Is it a duck? Die Kernfrage der Fortinet Accelerate 18

Vom 26. Februar bis zum 1. März 2018 fand in Las Vegas die globale Fortinet Konferenz Fortinet Accelerate 18 statt. Unter den internationalen Teilnehmern waren auch wir dabei. Es wurden neue Technologieansätze sowie deren konkrete Implementierung in die Fortinet Produkte vorgestellt.

 

Wie jedes Jahr schuf der Security Hersteller einen idealen Platz für interessante Austauschgespräche, gab den Teilnehmern ein konzentriertes Update zu aktuellen Entwicklungen und Herausforderungen im Sicherheitsumfeld. Neben mehr Transparenz und besseren Kontrollmechanismen im WAN Bereich (SD-WAN) werden im FortiOS 6.0 auch Funktionalitäten zur Automatisation und zur Compliance Prüfung eingeführt. Fortinet kündigte ausserdem an, ihre Fortigate Appliances Dual Boot fähig zu machen, was den parallelbetrieb eines zweiten Betriebssystems und somit den Eintritt in die Operational Technology Welt ermöglichen soll.

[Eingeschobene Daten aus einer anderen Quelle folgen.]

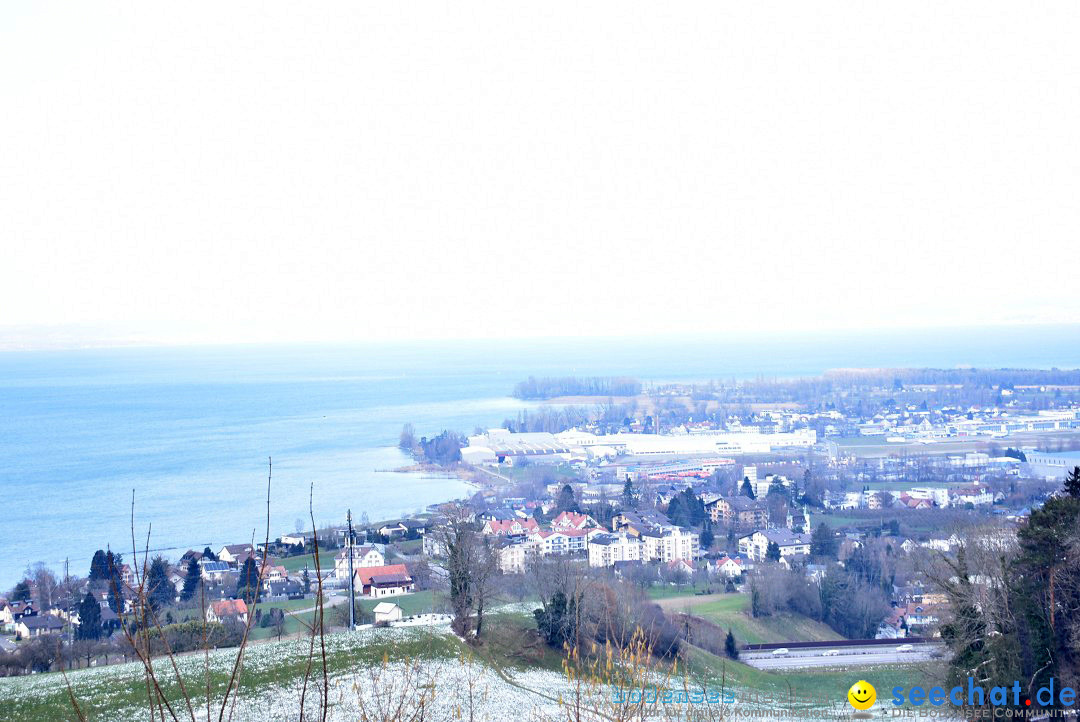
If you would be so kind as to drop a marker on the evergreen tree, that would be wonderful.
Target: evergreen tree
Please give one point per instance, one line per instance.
(247, 583)
(566, 501)
(190, 580)
(675, 512)
(90, 618)
(1072, 482)
(22, 591)
(746, 489)
(556, 623)
(823, 542)
(729, 645)
(160, 591)
(115, 583)
(98, 567)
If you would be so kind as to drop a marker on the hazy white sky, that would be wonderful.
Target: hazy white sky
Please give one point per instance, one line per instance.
(257, 171)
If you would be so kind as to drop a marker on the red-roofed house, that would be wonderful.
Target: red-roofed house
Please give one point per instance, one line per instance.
(228, 609)
(728, 567)
(387, 581)
(563, 541)
(511, 527)
(572, 520)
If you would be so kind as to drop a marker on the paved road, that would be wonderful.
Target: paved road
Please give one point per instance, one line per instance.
(847, 657)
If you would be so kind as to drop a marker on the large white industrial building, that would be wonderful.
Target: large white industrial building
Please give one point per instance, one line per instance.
(500, 444)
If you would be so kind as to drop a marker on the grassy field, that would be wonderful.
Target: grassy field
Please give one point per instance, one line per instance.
(828, 682)
(511, 649)
(298, 562)
(731, 612)
(103, 693)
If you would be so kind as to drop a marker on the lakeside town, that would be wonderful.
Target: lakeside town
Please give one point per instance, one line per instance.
(801, 513)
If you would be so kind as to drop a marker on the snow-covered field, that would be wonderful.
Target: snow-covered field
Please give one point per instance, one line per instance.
(448, 684)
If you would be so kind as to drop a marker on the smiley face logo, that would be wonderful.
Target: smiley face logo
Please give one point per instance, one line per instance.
(862, 695)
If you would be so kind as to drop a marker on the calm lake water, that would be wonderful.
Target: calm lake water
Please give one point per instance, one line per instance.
(190, 430)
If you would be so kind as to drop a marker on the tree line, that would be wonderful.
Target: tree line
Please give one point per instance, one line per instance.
(534, 389)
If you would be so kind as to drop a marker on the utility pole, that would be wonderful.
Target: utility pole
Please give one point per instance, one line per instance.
(350, 541)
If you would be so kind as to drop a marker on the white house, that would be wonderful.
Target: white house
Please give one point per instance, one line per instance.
(362, 557)
(606, 549)
(755, 545)
(669, 544)
(729, 568)
(387, 612)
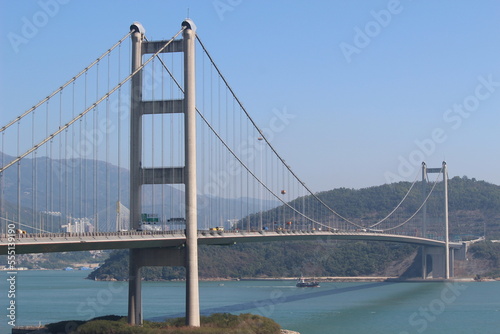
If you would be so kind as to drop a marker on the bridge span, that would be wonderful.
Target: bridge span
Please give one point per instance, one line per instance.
(66, 242)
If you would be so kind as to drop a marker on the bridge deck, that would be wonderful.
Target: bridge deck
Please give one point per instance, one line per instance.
(65, 242)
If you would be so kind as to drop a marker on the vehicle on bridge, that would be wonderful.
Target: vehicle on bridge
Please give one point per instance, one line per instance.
(149, 222)
(302, 283)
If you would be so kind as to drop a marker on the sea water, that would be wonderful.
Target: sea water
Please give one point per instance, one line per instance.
(429, 307)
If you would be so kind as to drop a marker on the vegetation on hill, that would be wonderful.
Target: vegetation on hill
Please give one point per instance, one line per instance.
(216, 323)
(474, 208)
(278, 259)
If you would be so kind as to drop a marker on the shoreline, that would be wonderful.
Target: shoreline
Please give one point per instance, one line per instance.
(324, 279)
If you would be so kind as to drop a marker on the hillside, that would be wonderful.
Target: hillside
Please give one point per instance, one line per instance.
(474, 208)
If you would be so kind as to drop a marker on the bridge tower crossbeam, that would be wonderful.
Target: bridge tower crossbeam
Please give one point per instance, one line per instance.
(447, 261)
(165, 175)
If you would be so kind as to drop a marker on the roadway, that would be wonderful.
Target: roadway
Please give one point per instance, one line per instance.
(66, 242)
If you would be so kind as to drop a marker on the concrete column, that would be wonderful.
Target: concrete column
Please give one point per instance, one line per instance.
(136, 128)
(424, 219)
(192, 292)
(134, 289)
(134, 296)
(446, 229)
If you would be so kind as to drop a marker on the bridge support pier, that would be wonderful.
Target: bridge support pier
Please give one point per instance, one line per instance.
(424, 262)
(186, 175)
(134, 288)
(148, 257)
(440, 265)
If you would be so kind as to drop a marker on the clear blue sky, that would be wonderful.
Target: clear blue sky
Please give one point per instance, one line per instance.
(375, 86)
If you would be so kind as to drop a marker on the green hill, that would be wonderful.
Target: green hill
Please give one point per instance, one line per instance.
(474, 208)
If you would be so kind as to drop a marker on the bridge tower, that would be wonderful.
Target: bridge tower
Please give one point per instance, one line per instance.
(438, 256)
(186, 175)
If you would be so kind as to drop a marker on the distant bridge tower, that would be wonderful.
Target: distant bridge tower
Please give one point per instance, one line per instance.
(167, 175)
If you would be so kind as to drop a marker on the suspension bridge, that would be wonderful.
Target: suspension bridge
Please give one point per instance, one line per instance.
(149, 148)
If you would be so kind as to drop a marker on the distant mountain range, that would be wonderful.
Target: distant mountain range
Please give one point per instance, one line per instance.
(77, 186)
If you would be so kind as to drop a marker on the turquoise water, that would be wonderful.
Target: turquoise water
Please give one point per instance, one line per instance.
(50, 296)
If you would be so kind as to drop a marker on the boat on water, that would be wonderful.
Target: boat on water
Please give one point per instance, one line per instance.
(302, 283)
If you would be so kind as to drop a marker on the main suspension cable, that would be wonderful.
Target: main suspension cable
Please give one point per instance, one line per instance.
(62, 128)
(27, 112)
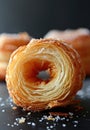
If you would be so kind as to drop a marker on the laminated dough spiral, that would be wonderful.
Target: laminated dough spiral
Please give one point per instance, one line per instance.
(60, 61)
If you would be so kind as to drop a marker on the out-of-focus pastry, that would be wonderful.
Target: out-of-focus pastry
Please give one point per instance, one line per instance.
(9, 43)
(57, 59)
(79, 39)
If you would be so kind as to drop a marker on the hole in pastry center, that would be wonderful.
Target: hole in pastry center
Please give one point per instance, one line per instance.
(37, 71)
(43, 75)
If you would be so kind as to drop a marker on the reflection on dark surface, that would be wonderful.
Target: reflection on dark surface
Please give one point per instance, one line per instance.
(12, 117)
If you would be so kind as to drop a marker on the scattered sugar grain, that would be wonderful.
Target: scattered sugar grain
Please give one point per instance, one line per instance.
(3, 110)
(33, 124)
(63, 125)
(21, 120)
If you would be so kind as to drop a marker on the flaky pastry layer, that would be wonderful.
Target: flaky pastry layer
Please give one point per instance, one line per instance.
(62, 64)
(9, 43)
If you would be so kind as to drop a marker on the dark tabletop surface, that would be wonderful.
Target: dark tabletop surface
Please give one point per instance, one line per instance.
(15, 118)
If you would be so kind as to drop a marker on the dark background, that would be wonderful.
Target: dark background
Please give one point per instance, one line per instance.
(37, 17)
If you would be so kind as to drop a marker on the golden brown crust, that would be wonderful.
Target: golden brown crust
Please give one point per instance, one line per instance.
(9, 43)
(59, 60)
(79, 39)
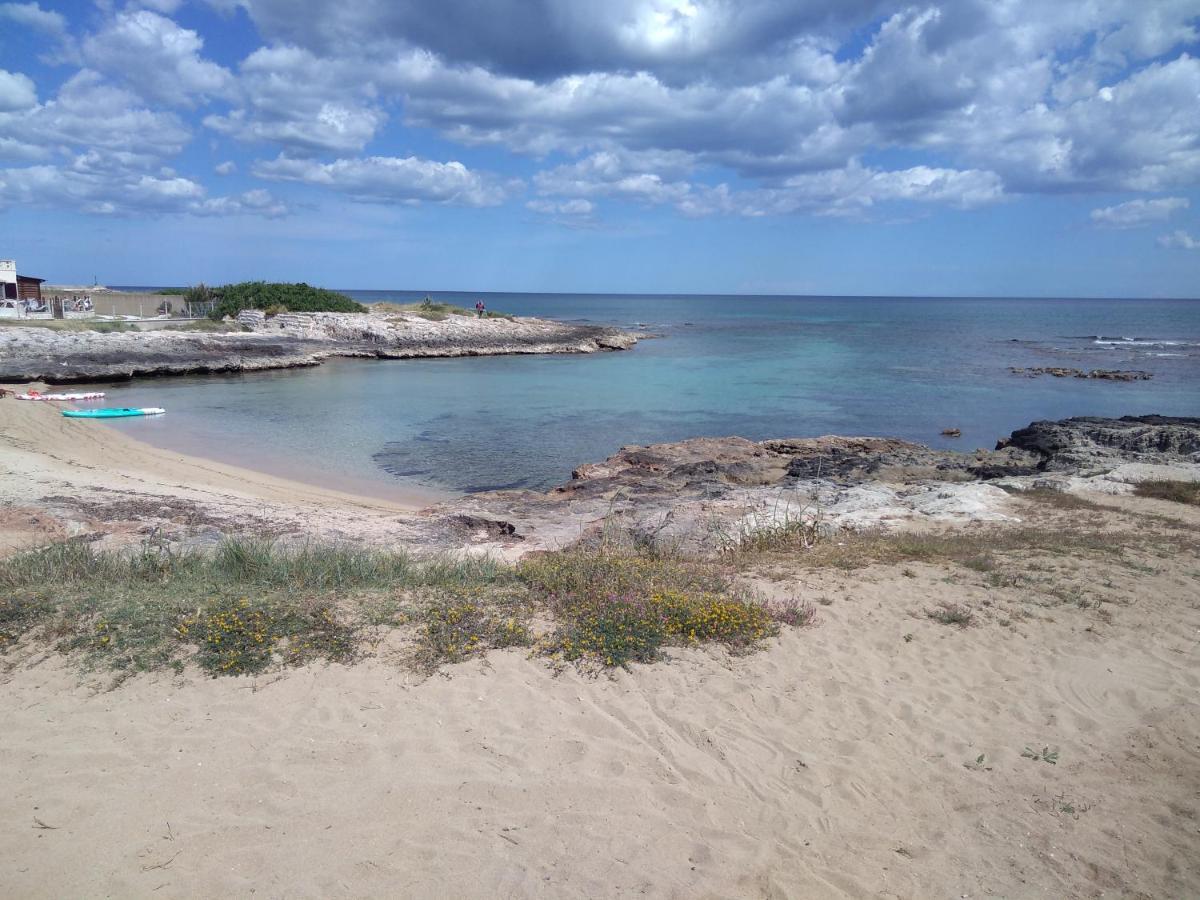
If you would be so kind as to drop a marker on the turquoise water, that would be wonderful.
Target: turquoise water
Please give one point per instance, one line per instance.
(756, 366)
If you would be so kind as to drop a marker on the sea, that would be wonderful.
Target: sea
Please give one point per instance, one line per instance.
(753, 366)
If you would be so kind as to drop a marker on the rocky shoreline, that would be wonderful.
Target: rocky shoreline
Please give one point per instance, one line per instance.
(699, 496)
(285, 341)
(703, 493)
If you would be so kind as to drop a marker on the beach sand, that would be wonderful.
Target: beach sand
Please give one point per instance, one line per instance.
(838, 762)
(94, 467)
(1049, 749)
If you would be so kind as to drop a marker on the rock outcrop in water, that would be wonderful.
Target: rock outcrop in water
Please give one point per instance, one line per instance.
(1090, 443)
(285, 341)
(1103, 375)
(707, 492)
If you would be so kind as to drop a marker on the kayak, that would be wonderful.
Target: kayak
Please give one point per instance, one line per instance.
(35, 395)
(112, 413)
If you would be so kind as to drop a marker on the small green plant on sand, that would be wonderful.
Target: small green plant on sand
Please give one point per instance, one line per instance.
(952, 615)
(454, 629)
(1047, 755)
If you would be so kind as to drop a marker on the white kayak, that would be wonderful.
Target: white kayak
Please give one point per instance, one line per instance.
(35, 395)
(118, 413)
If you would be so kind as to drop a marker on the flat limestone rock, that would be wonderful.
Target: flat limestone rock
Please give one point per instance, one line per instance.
(286, 341)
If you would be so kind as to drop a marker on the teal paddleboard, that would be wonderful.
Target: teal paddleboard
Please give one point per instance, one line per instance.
(113, 413)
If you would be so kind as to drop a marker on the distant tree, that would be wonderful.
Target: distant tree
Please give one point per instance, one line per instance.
(232, 299)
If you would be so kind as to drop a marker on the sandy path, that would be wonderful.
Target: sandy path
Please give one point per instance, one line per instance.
(831, 765)
(46, 455)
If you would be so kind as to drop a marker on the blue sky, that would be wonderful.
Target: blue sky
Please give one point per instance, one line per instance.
(819, 147)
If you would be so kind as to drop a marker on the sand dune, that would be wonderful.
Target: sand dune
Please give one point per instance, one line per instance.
(45, 455)
(839, 762)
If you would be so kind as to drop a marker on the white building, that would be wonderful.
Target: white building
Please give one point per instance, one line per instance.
(15, 288)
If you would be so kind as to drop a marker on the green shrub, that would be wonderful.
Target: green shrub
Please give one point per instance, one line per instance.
(232, 299)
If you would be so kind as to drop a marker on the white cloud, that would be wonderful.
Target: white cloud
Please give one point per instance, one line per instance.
(1180, 240)
(17, 91)
(577, 207)
(1139, 213)
(303, 103)
(90, 113)
(114, 184)
(258, 202)
(156, 58)
(388, 179)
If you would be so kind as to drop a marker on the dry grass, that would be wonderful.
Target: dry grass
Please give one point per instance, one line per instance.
(252, 605)
(1176, 491)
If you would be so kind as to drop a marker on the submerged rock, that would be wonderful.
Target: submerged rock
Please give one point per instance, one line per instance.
(706, 493)
(1105, 375)
(1095, 443)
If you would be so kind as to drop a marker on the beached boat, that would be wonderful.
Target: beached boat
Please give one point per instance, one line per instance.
(35, 395)
(113, 413)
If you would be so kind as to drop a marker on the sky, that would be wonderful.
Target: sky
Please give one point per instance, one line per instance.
(993, 148)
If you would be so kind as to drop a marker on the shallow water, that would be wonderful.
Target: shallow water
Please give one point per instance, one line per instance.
(719, 365)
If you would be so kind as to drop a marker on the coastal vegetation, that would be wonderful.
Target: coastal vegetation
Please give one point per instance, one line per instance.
(606, 603)
(232, 299)
(253, 604)
(435, 310)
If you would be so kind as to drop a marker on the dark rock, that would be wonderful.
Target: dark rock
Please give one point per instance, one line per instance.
(1091, 442)
(1107, 375)
(496, 529)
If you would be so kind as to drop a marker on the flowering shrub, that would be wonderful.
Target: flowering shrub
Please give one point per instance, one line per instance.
(618, 630)
(243, 636)
(455, 629)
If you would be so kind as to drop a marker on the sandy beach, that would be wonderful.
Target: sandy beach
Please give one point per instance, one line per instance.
(845, 760)
(43, 455)
(1049, 749)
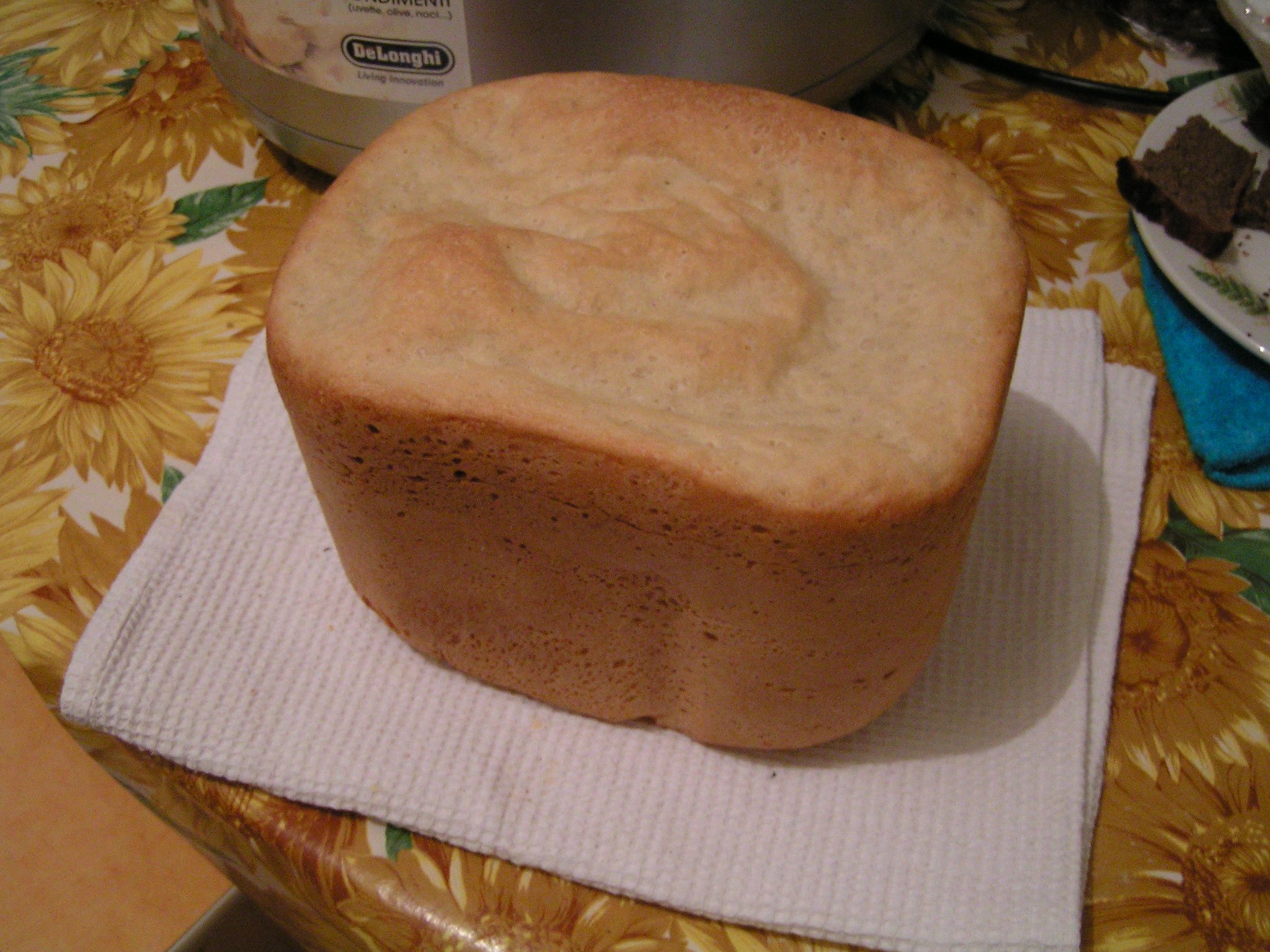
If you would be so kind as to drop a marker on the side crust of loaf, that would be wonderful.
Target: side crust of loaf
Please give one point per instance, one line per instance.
(675, 550)
(621, 591)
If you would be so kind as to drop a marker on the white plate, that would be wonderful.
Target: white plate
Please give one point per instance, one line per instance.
(1232, 289)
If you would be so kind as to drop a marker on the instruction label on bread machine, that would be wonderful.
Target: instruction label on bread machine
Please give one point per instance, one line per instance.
(404, 50)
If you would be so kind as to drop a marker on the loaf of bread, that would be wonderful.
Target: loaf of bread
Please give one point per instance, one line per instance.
(653, 399)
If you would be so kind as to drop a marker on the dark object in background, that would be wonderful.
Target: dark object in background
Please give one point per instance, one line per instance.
(1192, 187)
(1185, 24)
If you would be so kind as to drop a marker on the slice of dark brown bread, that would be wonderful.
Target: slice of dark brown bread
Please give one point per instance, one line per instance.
(1192, 187)
(1255, 207)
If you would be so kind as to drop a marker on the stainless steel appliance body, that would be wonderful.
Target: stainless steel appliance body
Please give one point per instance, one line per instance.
(323, 77)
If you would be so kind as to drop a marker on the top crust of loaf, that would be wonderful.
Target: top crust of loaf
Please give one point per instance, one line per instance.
(769, 298)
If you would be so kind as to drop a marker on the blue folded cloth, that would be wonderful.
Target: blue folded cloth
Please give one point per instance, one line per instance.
(1222, 390)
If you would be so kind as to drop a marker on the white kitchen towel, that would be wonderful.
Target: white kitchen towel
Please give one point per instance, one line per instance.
(961, 821)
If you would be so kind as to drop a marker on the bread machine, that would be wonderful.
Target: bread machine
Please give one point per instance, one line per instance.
(323, 77)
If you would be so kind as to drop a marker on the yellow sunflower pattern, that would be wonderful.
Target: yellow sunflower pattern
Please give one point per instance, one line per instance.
(127, 293)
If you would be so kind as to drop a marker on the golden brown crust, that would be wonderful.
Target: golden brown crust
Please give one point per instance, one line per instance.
(654, 399)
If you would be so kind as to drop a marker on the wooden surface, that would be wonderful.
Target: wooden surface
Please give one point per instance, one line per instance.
(83, 863)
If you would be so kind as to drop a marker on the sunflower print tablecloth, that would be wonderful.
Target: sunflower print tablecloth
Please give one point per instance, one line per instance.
(141, 221)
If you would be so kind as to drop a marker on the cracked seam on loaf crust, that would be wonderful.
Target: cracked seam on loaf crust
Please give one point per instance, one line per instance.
(654, 399)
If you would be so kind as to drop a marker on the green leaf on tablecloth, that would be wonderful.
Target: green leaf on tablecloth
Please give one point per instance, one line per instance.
(172, 478)
(1192, 81)
(395, 839)
(23, 94)
(216, 208)
(122, 86)
(1233, 291)
(1248, 549)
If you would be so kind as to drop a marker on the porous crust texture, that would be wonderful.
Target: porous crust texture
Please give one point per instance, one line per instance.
(654, 399)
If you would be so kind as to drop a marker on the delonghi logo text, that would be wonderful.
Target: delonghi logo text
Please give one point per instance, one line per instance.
(402, 55)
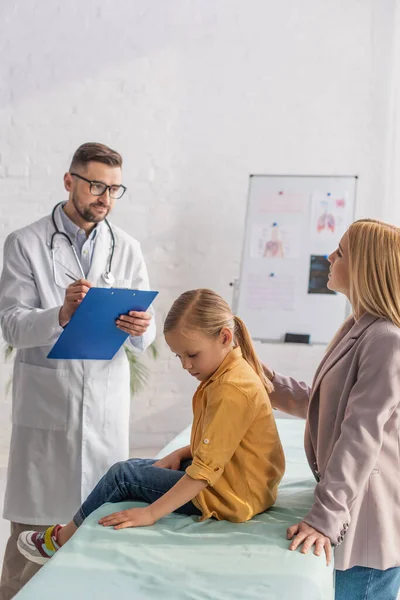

In vielen Beispielen zeigte Fortinet die konkrete Anwendung der Security Fabric. Diese ermöglicht es mittlerweile, Informationen zu erkannten Bedrohungen (Threads) zu teilen und ereignis- und datengesteuerte Aktionen automatisch durchzuführen. Mit offenen Schnittstellen können Dritthersteller, wie beispielsweise der Endpoint Detection und Response (EDR) Client von SentinelOne, integriert werden. Die Security Fabric kann damit auch über die Grenzen von Fortinet hinaus erweitert werden und bietet somit eine End-zu-End Lösung. Fortinet schafft damit die Basis um die verschiedenen vorhandenen Security Konzepte (z.B. patternbasierte, behaviorbasierte, etc.) zu vereinen und gemeinsam anzuwenden.

Um mit neuen Bedrohungen umzugehen, hat Fortinet ausserdem erstmals ihre Artificial Intelligence (AI) Implementierung im FortiGuard Service vorgestellt. Ganz nach der alt bekannten Manier von Fortinet erklärten sie, wie sie seit 5 Jahren(!) an diesem System arbeiten. Marketingtechnisch wurde über dieses Thema bisher noch nicht gesprochen.  

Es zeichnet sich bereits heute ab, dass das manuelle Erstellen von Signaturen zur Erkennung von Bedrohungen nicht mehr mit der Auftrittsgeschwindigkeit neuer Bedrohungen mithalten kann. Fortinet entwickelt damit, wie viele andere Hersteller dies aktuell auch tun, ihre Thread Intelligence durch die Integration von Machine- und Deep Learning basierter Techniken weiter. Konkret hat Fortinet ein System entwickelt, welches vollautomatisch neue Bedrohungen erkennt und entsprechende Signaturen dazu erstellt (Self-Evolving Detection System SEDS). Diese Entwicklung zeigt wie die Hersteller gedenken künftig mit der schneller wachsenden Bedrohungslage umzugehen.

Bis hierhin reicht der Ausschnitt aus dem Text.